Wayne and I are in Southwold on the Suffolk Heritage Coast with our friends Gavin and Rosanne Kilbourn and their children Alex, who is also my godson, and Evie the Princess. Alex is 9 and Evie is 6. We are staying with the Kilbourns for a few days at their home in nearby Stowmarket before traveling on to Scotland. They are showing us the sights in their corner of England. Alex and Evie run on the beach, chasing birds and each other. Evie’s yellow pigtails fly in the wind. Gavin throws a rubber ball to them and they both chase it, laughing and screaming as it bounces toward the water. I look out over the frothing North Sea, imagining the land of my ancestors on the unseen other shore.
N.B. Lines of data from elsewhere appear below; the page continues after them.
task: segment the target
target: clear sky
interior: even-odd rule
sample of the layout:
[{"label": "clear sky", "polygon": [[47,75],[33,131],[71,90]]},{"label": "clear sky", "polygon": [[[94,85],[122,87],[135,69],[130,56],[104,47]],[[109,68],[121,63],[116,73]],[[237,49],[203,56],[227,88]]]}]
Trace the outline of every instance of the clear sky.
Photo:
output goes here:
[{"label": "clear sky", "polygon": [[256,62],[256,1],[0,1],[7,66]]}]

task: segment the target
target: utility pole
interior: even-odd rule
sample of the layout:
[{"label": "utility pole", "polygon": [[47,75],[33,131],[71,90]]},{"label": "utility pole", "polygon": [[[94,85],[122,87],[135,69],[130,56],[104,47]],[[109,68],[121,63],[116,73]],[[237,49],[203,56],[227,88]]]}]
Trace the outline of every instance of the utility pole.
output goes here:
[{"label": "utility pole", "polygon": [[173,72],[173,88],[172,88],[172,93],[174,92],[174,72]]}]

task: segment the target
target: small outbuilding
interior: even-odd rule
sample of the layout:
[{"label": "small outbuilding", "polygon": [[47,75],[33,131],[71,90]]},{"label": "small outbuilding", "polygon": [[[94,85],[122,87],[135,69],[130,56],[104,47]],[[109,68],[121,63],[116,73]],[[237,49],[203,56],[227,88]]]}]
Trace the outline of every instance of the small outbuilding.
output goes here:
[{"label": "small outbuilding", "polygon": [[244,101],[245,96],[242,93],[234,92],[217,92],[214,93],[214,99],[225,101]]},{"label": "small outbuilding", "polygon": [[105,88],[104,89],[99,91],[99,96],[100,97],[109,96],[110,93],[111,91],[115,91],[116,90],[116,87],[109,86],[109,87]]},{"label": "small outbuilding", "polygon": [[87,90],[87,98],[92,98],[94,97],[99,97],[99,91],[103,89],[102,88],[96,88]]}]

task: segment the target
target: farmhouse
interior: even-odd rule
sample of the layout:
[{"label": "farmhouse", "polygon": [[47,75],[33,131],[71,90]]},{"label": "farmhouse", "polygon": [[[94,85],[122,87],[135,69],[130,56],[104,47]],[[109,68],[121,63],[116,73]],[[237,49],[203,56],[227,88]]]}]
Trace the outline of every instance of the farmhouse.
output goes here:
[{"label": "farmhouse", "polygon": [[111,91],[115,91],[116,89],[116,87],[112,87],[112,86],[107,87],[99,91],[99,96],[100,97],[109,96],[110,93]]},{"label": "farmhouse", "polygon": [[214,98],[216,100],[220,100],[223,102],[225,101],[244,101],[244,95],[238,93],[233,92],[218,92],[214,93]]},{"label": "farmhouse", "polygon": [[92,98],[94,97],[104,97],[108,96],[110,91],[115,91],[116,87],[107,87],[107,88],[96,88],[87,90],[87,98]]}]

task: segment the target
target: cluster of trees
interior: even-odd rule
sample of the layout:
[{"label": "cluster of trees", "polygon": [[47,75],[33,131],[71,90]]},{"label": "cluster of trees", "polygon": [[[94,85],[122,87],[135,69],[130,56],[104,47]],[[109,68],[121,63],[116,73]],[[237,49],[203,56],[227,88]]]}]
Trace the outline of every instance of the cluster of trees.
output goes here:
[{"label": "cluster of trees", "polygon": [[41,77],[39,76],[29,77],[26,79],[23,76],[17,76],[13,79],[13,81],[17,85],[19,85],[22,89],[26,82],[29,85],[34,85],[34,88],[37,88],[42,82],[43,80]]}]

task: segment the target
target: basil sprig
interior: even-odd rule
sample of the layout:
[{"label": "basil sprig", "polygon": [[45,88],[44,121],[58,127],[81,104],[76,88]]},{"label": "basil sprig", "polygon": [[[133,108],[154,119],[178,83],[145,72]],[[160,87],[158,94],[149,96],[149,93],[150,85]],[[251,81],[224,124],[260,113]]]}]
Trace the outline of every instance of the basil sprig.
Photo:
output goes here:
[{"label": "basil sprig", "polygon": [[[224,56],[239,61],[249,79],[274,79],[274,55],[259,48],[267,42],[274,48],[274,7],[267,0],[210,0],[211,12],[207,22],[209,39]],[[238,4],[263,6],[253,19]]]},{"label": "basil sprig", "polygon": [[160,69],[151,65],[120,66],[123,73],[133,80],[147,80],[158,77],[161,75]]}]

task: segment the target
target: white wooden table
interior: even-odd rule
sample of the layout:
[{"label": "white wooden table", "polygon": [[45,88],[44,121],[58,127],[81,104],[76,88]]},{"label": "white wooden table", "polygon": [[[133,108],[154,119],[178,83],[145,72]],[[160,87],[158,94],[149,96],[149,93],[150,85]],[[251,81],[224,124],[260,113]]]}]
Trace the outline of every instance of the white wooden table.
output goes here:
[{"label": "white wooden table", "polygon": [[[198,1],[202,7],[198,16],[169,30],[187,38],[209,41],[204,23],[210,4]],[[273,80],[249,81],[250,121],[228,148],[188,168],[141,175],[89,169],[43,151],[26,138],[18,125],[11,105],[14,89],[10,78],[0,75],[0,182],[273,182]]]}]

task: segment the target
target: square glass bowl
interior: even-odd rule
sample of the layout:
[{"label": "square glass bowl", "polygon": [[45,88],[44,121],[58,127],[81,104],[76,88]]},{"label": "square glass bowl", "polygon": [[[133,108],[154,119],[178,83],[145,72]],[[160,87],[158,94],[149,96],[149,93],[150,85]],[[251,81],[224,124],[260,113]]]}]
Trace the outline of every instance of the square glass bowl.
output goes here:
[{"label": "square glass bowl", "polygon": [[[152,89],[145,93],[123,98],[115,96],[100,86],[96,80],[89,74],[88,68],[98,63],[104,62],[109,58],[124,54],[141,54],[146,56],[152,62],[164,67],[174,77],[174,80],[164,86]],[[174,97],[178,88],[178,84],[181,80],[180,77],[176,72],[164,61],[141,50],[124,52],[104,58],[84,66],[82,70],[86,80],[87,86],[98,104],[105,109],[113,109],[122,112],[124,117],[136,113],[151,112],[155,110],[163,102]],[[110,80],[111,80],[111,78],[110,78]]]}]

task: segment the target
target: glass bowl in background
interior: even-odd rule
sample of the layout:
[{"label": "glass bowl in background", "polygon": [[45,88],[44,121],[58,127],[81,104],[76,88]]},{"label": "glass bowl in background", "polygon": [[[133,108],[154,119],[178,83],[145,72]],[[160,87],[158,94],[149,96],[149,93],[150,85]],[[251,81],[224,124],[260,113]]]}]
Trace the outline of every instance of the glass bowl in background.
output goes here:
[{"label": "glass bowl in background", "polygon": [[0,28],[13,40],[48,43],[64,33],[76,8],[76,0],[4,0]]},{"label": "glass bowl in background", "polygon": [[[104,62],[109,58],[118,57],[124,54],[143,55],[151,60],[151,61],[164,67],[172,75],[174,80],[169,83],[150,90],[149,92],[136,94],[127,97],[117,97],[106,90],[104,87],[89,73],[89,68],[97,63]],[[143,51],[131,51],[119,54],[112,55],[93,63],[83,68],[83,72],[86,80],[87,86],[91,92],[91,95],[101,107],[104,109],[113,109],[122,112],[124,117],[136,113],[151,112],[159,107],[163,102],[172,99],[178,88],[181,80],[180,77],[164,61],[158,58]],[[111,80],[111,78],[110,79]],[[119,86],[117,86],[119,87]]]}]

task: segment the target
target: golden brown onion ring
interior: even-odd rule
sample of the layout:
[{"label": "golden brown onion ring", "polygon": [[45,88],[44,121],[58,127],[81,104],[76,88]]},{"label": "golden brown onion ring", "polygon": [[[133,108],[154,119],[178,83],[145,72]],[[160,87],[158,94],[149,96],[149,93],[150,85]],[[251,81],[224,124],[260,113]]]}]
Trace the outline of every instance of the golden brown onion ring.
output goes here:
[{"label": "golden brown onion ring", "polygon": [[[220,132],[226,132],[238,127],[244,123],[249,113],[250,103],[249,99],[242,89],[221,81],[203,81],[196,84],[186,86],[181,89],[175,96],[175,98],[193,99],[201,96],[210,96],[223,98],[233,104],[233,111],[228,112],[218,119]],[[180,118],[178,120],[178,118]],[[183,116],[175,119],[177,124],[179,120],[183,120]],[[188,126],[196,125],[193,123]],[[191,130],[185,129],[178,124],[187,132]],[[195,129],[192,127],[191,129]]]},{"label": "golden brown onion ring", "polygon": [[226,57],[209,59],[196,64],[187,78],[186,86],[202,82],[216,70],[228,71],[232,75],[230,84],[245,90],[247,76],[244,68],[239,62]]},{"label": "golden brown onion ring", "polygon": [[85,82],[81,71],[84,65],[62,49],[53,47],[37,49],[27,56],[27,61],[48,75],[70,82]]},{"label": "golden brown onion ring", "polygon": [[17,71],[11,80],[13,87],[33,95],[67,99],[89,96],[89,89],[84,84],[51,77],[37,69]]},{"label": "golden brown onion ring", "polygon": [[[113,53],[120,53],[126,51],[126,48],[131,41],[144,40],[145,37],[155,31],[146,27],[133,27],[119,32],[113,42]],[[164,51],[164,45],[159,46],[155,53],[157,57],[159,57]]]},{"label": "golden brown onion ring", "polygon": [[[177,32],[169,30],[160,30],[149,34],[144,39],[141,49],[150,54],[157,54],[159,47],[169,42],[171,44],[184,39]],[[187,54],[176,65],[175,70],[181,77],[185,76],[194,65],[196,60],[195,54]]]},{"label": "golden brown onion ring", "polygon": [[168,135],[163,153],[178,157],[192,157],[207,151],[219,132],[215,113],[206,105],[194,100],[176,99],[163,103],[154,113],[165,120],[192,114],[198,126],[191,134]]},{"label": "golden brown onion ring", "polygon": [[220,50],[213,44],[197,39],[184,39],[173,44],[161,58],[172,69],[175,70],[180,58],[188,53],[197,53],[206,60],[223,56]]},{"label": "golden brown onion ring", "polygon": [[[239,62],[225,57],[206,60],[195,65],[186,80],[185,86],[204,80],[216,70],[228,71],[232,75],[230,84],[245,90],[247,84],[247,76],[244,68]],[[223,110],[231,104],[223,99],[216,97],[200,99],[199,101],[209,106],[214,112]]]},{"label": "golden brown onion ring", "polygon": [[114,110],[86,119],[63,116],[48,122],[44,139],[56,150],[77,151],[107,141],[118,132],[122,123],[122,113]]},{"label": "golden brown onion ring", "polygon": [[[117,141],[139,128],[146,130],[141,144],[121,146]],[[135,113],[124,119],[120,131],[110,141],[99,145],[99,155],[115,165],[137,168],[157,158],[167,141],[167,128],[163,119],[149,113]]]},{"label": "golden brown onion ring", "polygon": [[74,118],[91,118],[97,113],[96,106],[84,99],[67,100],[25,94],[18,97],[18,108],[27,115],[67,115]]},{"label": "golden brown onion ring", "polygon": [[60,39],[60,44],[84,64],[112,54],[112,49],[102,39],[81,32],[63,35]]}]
I wonder if Norwegians sunbathe on a cold and windy North Sea beach.

Southwold is famous for its colorful beach huts. The pretty little boxes, some with porches, march along the walk above the beach on both sides of Southwold Pier, a tourist spot with a few shops and restaurants and a still-functioning 19th century Water Clock. Each of the brightly painted huts is tiny inside, consisting entirely of one room measuring 6’ x 8’ that opens on the beach side. These are not the rental huts, which appear to be the same size but don’t have porches and are all painted blue and white. The famous huts must be purchased, and they are hard to come by. They are not cheap, at £55,000 ($110,000 at this writing). You are allowed to use them from April to November, and you are not allowed to sleep in them. They are for day use only.

There are plenty of photos and paintings of the beach huts in the shops on the Pier. I take several photographs with my camera as an alternative to buying one.

“Why are these huts so hard to get?” I ask Rosanne. “They’re cute, but they’re so small. And is it ever really warm here?”
“Lucky you to have warm beaches! This is all we’ve got!” she replies with a laugh. “These beach huts are handed down from generation to generation, that’s why they’re so dear. It’s the old supply and demand – everyone wants one and no one ever gives them up.”

To be honest, our beaches aren’t all that warm in northern California, I admit to myself. But we certainly wouldn’t spend that kind of money for a 6’x 8’ box you can’t even sleep in on a frigid blowing-sand beach, would we?

This summer it has rained constantly in East Anglia, clearing only these last three weeks. It is mid-September, and there are lots of people on the beach and on the Pier, even though this is not beach weather to a Californian. It proves that beach weather is relative, and that people will seek out a beach experience whenever the weather is better than usual, as it is today.

Leaving the beach, we all walk through the little town, stopping to admire the architecture and the occasional thatched home. The children and Wayne climb on the bronze cannon in a corner park. We browse in shops, and lunch on very fresh fish and chips with local beer.

We return to the seashore, though, because it is most interesting. As I reflect on bronze California beach bodies leaping for volleyballs in the hot sun, a frigid shard of wet kelp blows across my leg and laughter comes from a nearby beach hut.